Argus took the survivors of the raft to Saint-Louis to recover. Five of them, including Jean Charles, the last African crew member, died within days. Chaumareys decided to rescue the gold that was still on board Méduse and sent out a salvage crew, which discovered that Méduse was still largely intact. Only three of the 17 men who had decided to stay on Méduse were still alive 54 days later. British naval officers helped the survivors to return to France because aid from the French Minister of the Marine was not forthcoming.
Méduses surviving surgeon, Henri Savigny, and the governor's secretary submitted their account of the tragedy to the authorities. It was leaked to an anti-Bourbon newspaper, the Journal des débats, and was published on 13 September 1816. The incident quickly became a scandal in French politics and Bourbon officials tried to cover it up. At his court-martial at Port de Rochefort in 1817, Chaumareys was tried on five counts but acquitted of abandoning his squadron, of failing to re-float his ship and of abandoning the raft; however, he was found guilty of incompetent and complacent navigation and of abandoning Méduse before all her passengers had been taken off. Even though this verdict exposed him to the death penalty, Chaumareys was sentenced to only three years in jail. The court-martial was widely thought to be a "whitewash" and, in 1818, Senegal Governor Schmaltz was forced to resign. The Gouvion de Saint-Cyr Law later ensured that promotions in the French military would thereafter be based on merit.
Savigny and another survivor, the geographer-engineer Alexandre Corréard, subsequently wrote a book with their own account of the incident, published in 1817. It went through five editions by 1821 and was also published with success in English, German, Dutch, Italian, and Korean translations. A revision of the text in later editions increased the political thrust of the work.

Shipwreck site found

In 1980, a French marine archaeological expedition led by Jean-Yves Blot located the Méduse shipwreck site off the coast of modern-day Mauritania.
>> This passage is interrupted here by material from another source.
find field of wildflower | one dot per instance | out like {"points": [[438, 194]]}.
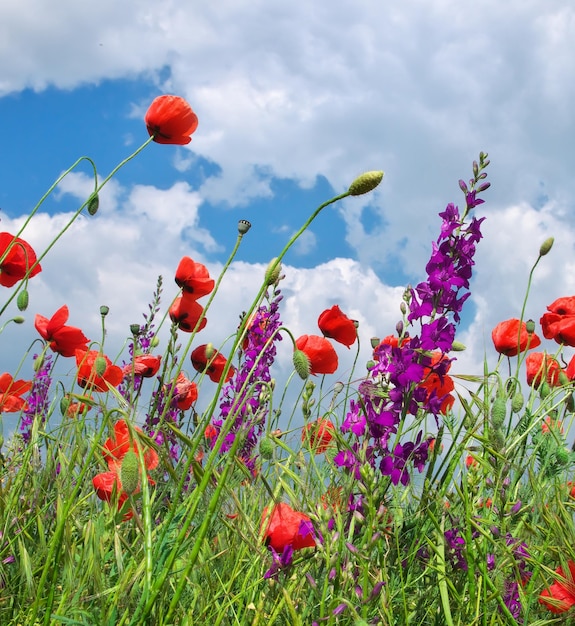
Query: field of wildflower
{"points": [[179, 486]]}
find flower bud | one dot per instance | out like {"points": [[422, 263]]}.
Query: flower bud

The team operated out of the port city of Nouadhibou, approximately north of the wreck site, and used four sailboats as the expedition's working vessels. The primary search tool was a one-of-a-kind magnetometer developed by the CEA.
The search area was defined on the basis of the accounts of survivors of Méduse and, more importantly, on the records of an 1817 French coastal mapping expedition that found the vessel's remains still projecting above the waves. The background research proved to be so good that the expedition team located the shipwreck site on the first day of searching. They then recovered enough artifacts to identify the wreck positively and to mount an exhibit in the Marine Museum in Paris.

In popular culture

Géricault's painting

Impressed by accounts of the shipwreck, the 25-year-old artist Théodore Géricault decided to create an oil painting based on the incident and contacted the writers in 1818. His work depicts a moment recounted by one of the survivors: prior to their rescue, the passengers saw a ship on the horizon, which they tried to signal. She disappeared, and in the words of one of the surviving crew members, "From the delirium of joy, we fell into profound despondency and grief". The ship Argus reappeared two hours later and rescued those who remained. The painting, titled Le Radeau de la Méduse, is considered an iconic work of the French Romantic movement and Géricault's masterpiece. It is on display in the Louvre.